久しぶりの声
「あっ、夜分にすみません。ヒトミ先生でしょうか?昔、◯◯小学校で、お世話になった、ヨシヒロです・・・。覚えておられますでしょうか?」
ヨシヒロは話し始めた。自分でも、何を言っているのかよくわからなかった。しかし、電話口の向こうから柔らかい声で返事が返ってきた。
「はい、覚えていますよ。」
嬉しさが込み上げてきた。
「あ、ありがとうございます。お久しぶりです。」
「お久しぶりです。」
「お元気ですか?」
「はい、元気ですよ。ヨシヒロくんは?」
「あ、僕も元気にやってます。」
「そう。よかったです。」
以前とは違い、やけに丁寧なやり取りだった。まあ、無理もない。小学校を卒業してから10年近くが経っていた。何度か言葉を交わしたことはあるが、本格的に喋る機会はなかった。
その後はお互いに近況を語り合った。ヨシヒロは公認会計士を目指して勉強中と言った。先生は公認会計士については知らなかったが、「がんばってね。」と言ってくれた。

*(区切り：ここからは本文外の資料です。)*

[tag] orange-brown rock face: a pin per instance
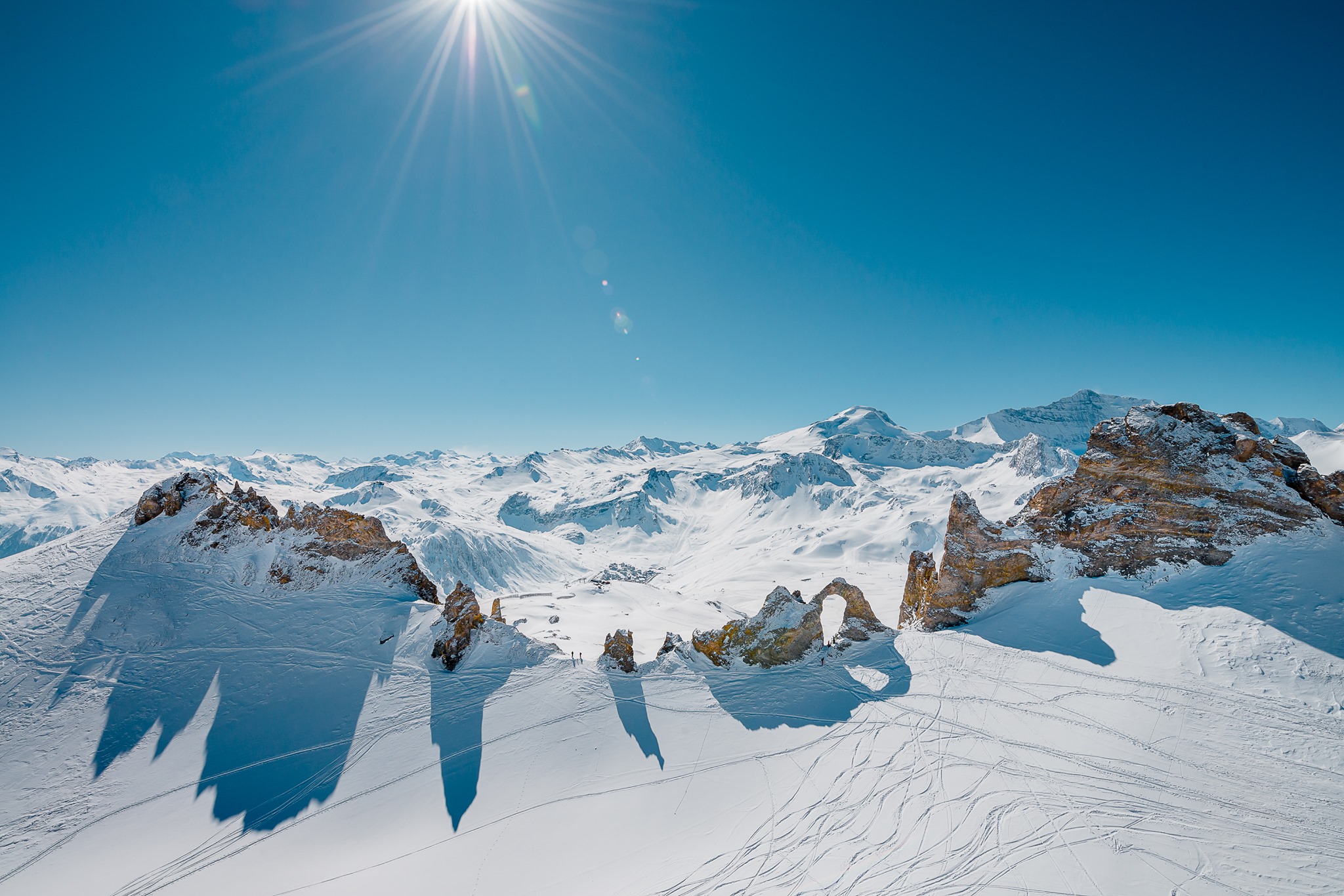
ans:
(1326, 492)
(1172, 484)
(463, 613)
(977, 555)
(169, 497)
(619, 651)
(786, 628)
(306, 535)
(859, 621)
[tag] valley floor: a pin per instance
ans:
(1081, 737)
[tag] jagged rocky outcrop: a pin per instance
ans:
(1171, 484)
(977, 555)
(170, 496)
(786, 628)
(669, 644)
(1326, 492)
(859, 621)
(463, 613)
(619, 652)
(305, 537)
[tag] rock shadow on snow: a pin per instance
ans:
(809, 692)
(1042, 619)
(457, 715)
(292, 669)
(633, 711)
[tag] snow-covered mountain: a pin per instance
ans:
(225, 691)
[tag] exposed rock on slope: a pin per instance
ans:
(619, 652)
(304, 539)
(1171, 484)
(977, 555)
(463, 613)
(859, 621)
(1326, 492)
(171, 495)
(786, 628)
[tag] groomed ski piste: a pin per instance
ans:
(171, 729)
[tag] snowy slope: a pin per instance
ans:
(1065, 422)
(1081, 737)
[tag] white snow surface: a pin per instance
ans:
(169, 723)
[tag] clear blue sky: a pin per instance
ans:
(215, 239)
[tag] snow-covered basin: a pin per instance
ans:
(1083, 737)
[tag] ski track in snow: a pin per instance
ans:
(1108, 737)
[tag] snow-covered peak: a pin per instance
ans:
(652, 446)
(1065, 424)
(862, 421)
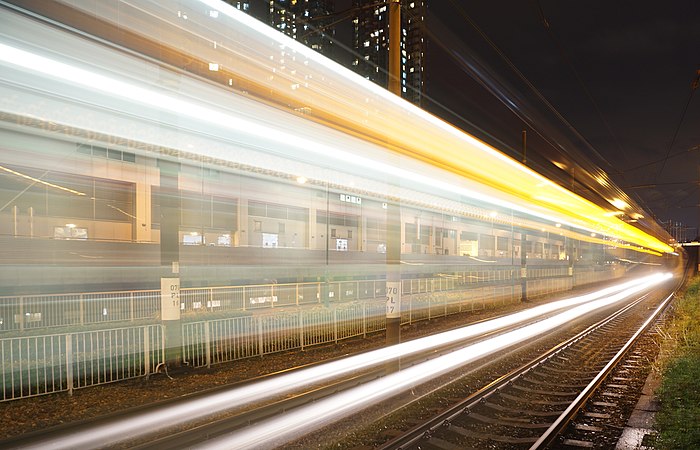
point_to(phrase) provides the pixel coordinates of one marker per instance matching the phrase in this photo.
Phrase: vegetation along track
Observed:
(532, 405)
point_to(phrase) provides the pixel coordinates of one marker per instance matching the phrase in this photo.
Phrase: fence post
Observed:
(131, 306)
(335, 324)
(301, 326)
(260, 336)
(82, 309)
(207, 342)
(21, 313)
(69, 363)
(364, 318)
(146, 350)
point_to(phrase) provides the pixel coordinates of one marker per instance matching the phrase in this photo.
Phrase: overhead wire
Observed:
(567, 60)
(693, 87)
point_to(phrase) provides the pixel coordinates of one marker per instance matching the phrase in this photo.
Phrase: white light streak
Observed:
(142, 424)
(295, 423)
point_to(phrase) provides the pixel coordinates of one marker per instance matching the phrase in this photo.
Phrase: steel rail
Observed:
(444, 419)
(558, 425)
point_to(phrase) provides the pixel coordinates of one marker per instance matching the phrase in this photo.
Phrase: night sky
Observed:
(620, 73)
(617, 76)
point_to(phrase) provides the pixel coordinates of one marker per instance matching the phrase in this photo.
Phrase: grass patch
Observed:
(678, 421)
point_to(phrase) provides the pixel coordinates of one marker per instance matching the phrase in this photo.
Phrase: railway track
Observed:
(223, 413)
(533, 406)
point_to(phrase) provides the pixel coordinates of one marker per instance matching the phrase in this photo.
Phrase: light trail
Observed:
(496, 180)
(145, 423)
(293, 424)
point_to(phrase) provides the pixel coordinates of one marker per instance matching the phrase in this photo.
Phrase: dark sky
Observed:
(617, 76)
(619, 73)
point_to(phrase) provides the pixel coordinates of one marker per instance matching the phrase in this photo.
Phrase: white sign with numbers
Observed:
(170, 298)
(393, 299)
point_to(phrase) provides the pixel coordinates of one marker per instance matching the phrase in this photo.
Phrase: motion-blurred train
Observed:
(142, 140)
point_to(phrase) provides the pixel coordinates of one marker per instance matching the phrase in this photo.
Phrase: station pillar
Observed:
(169, 200)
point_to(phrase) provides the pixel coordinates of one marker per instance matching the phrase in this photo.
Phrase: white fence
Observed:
(37, 365)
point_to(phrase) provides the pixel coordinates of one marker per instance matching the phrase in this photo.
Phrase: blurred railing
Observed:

先生は近くに住んでいるお母さんの具合がよくないと言っていた。色々世話をすることが増えて大変そうだった。
先生は以前に比べて元気がなかった。落ち着いているとも思った。だが、優しさというか、包み込むような感覚は変わらなかった。
「今日はお話できてよかったです。またね。」
そう言って先生は電話を切った。ヨシヒロは話ができてよかったと思った。でも、先生との繋がりは今後も続くのだろうか?